Вслед за этим Ася щелкнула выключателем – Ольга едва успела прикрыть Женины глаза ладонью от внезапно вспыхнувшего яркого света, – и в комнату вошли Васильев и еще один человек, при виде которого у Ольги перехватило дыхание.
– Ну вот, Анатолий Николаевич, посмотрите на нашу доченьку, – радостно ворковала Ася, подводя гостя к колыбели. – Какую красавицу вы для нас нашли, верно?
– В самом деле красавица, – пробормотал тот, уставившись на Ольгу.
– А это ее нянюшка, Оленька. Малышку вы вечером нашли, а поутру Оля пришла. Как нарочно!
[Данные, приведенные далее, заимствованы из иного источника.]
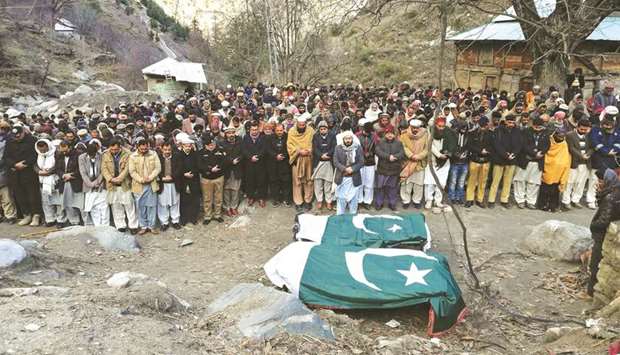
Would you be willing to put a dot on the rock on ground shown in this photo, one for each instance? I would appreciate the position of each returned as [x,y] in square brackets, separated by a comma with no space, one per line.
[261,312]
[123,279]
[559,240]
[11,253]
[107,237]
[608,286]
[241,222]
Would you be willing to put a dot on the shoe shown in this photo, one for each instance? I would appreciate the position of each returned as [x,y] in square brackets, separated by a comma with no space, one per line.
[25,221]
[36,220]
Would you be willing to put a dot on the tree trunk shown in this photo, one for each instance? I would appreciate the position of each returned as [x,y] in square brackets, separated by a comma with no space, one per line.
[551,71]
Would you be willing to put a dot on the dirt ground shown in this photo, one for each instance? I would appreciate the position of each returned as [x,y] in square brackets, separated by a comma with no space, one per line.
[94,318]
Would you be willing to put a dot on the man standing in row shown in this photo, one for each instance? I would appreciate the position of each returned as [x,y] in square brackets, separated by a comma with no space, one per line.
[299,146]
[144,167]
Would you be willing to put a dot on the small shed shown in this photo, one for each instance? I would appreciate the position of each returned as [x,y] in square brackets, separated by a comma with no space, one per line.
[494,55]
[65,28]
[170,77]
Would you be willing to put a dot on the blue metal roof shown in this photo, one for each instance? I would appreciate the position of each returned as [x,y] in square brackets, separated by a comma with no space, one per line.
[505,28]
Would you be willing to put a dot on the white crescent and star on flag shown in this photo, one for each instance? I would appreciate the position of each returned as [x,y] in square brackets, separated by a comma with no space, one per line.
[355,265]
[358,222]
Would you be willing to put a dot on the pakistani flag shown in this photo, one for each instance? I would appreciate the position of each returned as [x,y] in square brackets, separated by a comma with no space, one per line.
[369,278]
[364,230]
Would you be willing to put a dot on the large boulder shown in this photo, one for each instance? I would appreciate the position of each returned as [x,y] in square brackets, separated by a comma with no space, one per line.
[108,237]
[262,312]
[11,253]
[559,240]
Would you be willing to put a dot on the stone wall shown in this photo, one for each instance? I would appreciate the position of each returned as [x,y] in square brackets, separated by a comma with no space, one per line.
[608,286]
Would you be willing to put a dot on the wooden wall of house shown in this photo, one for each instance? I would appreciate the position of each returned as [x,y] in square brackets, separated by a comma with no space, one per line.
[507,66]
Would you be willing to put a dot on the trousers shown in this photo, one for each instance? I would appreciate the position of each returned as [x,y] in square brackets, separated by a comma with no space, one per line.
[503,174]
[120,211]
[212,196]
[368,184]
[323,190]
[7,203]
[412,189]
[477,181]
[576,184]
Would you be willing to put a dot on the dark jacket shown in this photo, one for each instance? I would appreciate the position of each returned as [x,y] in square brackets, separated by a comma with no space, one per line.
[72,167]
[233,151]
[603,143]
[533,143]
[368,143]
[322,146]
[574,147]
[340,159]
[277,145]
[505,142]
[250,147]
[479,140]
[17,151]
[185,163]
[608,210]
[383,150]
[208,159]
[461,153]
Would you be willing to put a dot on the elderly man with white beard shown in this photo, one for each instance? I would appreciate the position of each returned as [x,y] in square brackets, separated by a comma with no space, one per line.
[348,161]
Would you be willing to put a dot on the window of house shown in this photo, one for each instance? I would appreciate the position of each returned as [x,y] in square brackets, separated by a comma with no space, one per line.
[485,56]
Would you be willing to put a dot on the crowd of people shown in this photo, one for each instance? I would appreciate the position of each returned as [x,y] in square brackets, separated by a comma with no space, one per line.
[156,165]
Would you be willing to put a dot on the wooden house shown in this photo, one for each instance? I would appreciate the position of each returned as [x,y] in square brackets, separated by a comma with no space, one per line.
[494,55]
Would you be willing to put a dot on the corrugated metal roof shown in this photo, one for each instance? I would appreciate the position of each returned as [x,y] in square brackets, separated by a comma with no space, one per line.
[502,29]
[181,71]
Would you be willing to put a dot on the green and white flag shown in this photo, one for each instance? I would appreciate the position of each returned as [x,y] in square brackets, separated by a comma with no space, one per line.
[364,230]
[369,278]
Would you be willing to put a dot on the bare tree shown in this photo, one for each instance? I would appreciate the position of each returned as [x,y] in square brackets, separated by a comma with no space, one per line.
[56,7]
[553,39]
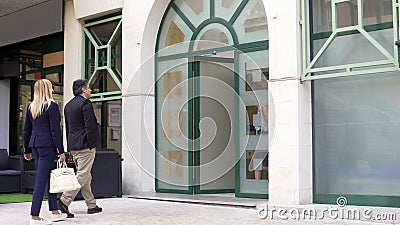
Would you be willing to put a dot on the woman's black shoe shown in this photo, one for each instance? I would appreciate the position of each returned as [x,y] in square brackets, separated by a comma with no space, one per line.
[94,210]
[64,209]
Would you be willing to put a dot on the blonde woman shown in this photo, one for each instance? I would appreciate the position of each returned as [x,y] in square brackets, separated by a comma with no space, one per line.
[42,135]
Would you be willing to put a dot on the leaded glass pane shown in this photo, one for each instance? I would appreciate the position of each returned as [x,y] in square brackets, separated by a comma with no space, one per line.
[253,122]
[356,127]
[374,12]
[172,129]
[354,48]
[102,33]
[226,8]
[174,36]
[213,36]
[195,10]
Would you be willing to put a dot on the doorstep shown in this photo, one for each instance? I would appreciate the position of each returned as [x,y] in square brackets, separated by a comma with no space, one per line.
[225,199]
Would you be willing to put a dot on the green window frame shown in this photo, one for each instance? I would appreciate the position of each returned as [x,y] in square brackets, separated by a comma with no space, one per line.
[357,26]
[103,57]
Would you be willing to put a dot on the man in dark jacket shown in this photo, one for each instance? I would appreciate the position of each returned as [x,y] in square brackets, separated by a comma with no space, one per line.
[82,140]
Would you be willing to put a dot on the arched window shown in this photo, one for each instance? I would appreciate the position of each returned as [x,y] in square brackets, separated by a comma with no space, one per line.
[225,41]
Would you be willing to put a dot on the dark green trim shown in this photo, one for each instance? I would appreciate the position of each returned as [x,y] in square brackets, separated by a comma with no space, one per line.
[183,17]
[191,147]
[246,47]
[212,8]
[103,17]
[362,200]
[253,46]
[398,53]
[208,22]
[156,100]
[369,28]
[237,127]
[216,191]
[116,56]
[156,126]
[249,195]
[196,121]
[214,59]
[53,43]
[238,11]
[172,57]
[174,191]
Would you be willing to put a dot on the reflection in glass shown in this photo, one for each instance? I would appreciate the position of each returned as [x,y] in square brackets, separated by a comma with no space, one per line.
[251,112]
[257,20]
[347,13]
[374,12]
[25,98]
[102,33]
[54,77]
[175,35]
[256,79]
[257,164]
[195,5]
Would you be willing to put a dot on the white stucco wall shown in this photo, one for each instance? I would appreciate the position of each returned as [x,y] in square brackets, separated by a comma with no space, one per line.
[140,27]
[94,8]
[290,157]
[4,113]
[72,52]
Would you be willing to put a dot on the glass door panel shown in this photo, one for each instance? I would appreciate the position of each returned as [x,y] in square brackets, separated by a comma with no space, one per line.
[214,125]
[25,98]
[253,123]
[173,155]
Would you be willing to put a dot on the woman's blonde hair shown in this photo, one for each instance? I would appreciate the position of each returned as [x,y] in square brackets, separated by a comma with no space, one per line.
[42,97]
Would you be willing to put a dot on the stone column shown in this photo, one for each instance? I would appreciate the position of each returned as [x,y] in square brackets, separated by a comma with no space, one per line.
[140,22]
[72,52]
[290,157]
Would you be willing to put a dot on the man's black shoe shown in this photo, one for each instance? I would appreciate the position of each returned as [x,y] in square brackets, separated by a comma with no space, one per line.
[94,210]
[64,209]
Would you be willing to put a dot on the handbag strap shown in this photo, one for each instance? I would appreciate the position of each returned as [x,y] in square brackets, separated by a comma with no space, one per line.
[61,164]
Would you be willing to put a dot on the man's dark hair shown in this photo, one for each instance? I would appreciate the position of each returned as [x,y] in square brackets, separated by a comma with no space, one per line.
[78,85]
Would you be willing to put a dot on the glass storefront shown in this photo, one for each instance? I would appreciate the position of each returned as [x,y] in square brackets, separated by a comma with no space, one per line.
[103,69]
[355,117]
[211,98]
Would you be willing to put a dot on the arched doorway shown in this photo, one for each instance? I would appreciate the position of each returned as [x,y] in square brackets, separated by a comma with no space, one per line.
[211,98]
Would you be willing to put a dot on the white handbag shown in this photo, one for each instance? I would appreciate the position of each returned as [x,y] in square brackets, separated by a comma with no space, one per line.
[63,179]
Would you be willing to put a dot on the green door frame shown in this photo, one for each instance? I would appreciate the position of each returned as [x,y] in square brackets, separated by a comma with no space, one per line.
[196,118]
[237,48]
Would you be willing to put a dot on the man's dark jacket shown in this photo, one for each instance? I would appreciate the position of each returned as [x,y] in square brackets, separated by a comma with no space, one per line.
[43,131]
[80,124]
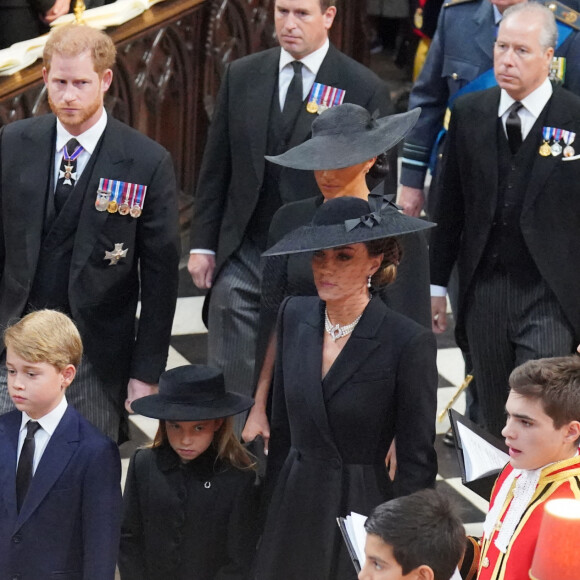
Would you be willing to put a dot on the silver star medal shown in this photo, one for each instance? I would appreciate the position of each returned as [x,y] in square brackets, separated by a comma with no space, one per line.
[116,254]
[67,174]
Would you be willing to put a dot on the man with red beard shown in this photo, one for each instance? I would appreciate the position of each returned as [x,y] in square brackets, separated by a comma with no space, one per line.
[88,226]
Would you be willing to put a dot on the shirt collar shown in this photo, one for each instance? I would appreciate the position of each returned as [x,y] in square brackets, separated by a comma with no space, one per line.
[312,62]
[88,139]
[534,102]
[50,421]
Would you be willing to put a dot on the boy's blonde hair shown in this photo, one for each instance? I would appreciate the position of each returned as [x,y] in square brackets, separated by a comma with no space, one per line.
[46,336]
[74,40]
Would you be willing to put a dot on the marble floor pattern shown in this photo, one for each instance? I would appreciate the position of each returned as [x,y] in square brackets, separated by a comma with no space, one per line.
[188,345]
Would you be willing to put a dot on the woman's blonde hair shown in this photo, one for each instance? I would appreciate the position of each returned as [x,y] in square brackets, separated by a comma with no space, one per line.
[225,444]
[392,254]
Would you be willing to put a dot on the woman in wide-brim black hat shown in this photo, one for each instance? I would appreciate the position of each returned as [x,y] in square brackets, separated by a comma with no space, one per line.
[190,502]
[351,375]
[346,142]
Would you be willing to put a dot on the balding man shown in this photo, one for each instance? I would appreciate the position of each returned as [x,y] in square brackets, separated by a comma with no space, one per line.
[509,212]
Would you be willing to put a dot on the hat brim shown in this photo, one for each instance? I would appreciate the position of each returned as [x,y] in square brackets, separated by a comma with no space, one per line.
[344,150]
[159,407]
[311,238]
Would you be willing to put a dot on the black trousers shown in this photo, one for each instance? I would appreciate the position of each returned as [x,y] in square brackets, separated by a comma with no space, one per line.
[509,322]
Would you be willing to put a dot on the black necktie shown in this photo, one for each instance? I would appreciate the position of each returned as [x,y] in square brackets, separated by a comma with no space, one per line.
[67,174]
[513,127]
[294,97]
[25,463]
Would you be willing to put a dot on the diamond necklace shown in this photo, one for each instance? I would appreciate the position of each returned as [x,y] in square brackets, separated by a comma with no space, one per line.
[338,331]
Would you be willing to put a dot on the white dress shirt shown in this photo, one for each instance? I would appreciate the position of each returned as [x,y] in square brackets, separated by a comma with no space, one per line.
[48,425]
[89,140]
[533,105]
[312,64]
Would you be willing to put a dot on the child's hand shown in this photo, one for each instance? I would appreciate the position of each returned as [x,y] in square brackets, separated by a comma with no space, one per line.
[257,424]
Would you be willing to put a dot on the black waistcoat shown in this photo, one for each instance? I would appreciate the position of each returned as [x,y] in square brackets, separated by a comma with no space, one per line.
[50,286]
[279,134]
[506,249]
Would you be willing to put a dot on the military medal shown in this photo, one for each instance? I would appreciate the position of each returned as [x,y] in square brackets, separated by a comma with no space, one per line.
[418,18]
[67,175]
[137,200]
[124,206]
[103,194]
[114,204]
[545,150]
[556,148]
[117,253]
[569,139]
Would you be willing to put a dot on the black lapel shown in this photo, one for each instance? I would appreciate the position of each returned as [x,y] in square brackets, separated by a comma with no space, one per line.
[258,99]
[61,447]
[113,162]
[559,117]
[310,368]
[9,431]
[358,348]
[38,144]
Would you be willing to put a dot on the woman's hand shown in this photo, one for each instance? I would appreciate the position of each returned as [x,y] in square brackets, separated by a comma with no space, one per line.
[257,424]
[391,461]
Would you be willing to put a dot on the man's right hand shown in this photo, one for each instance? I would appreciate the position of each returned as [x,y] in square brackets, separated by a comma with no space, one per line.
[411,200]
[201,267]
[257,424]
[439,313]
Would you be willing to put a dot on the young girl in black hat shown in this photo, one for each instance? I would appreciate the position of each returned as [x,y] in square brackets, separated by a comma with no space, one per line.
[190,502]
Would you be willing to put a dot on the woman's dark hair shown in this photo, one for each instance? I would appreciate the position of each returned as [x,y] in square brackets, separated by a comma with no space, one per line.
[392,254]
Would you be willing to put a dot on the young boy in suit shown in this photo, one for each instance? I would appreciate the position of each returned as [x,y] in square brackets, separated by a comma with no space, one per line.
[542,433]
[60,494]
[414,537]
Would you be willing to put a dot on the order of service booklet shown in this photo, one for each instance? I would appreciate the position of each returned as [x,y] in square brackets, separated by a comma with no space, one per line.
[481,455]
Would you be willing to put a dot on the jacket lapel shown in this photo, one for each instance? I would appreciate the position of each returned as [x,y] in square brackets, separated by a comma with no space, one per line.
[361,344]
[558,116]
[60,449]
[9,431]
[328,74]
[259,95]
[112,162]
[485,36]
[310,332]
[37,151]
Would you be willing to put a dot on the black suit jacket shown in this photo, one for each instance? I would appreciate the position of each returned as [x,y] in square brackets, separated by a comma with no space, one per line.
[550,217]
[330,437]
[103,298]
[233,164]
[69,524]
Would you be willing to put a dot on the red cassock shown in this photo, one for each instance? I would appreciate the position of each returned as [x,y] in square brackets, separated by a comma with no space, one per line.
[558,480]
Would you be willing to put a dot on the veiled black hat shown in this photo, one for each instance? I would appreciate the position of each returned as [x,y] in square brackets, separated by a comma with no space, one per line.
[347,135]
[348,220]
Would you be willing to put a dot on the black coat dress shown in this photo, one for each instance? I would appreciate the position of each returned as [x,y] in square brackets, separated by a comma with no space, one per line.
[193,521]
[329,438]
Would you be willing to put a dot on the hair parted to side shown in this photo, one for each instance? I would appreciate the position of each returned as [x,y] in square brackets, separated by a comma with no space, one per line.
[549,32]
[225,444]
[392,254]
[422,529]
[46,336]
[75,39]
[553,381]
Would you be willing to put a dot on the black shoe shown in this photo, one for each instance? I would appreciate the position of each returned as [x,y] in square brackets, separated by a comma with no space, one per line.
[449,438]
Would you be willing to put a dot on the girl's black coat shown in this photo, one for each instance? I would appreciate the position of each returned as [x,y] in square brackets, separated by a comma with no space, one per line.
[193,521]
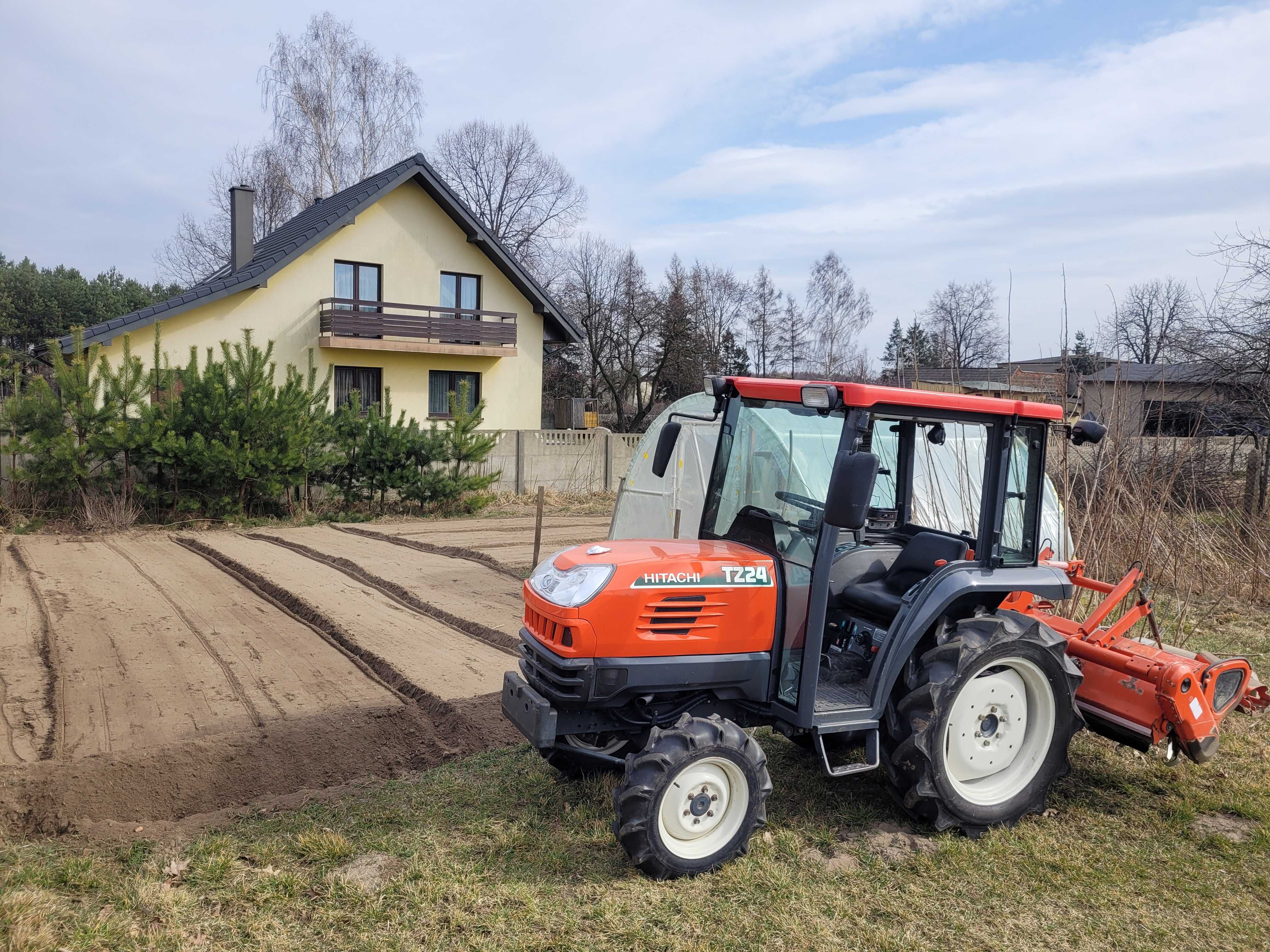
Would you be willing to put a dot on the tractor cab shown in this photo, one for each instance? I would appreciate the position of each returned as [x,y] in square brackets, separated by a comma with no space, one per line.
[958,483]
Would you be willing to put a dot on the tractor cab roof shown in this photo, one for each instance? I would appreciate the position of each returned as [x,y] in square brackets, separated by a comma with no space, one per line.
[865,395]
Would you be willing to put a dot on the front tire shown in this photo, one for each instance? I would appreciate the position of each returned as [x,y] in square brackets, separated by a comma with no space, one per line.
[985,729]
[693,798]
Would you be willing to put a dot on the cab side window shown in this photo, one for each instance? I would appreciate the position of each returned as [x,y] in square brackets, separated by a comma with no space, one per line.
[884,444]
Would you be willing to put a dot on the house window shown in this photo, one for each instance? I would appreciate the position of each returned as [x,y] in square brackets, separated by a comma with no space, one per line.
[359,282]
[1175,418]
[460,291]
[443,384]
[368,381]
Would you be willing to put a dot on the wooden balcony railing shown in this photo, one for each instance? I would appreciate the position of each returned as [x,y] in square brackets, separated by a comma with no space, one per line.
[346,318]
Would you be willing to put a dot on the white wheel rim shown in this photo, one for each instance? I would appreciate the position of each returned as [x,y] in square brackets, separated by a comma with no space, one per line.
[703,808]
[616,742]
[999,732]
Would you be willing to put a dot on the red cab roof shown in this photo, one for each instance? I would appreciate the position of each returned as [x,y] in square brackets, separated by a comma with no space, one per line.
[867,395]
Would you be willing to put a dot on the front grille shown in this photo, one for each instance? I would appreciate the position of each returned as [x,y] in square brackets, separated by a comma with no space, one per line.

– Как нарочно, – кивнул тот, по-прежнему не сводя с Ольги ищущего, шарящего, словно бы под одежду проникающего взгляда темных глаз.
Она не могла и слова молвить от ужаса и отвращения. Ведь это был не кто иной, как Андреянов!
Анатолий Николаевич… Ну да, Ольга не знала его отчества, ведь Фаина Ивановна звала племянника просто Толиком…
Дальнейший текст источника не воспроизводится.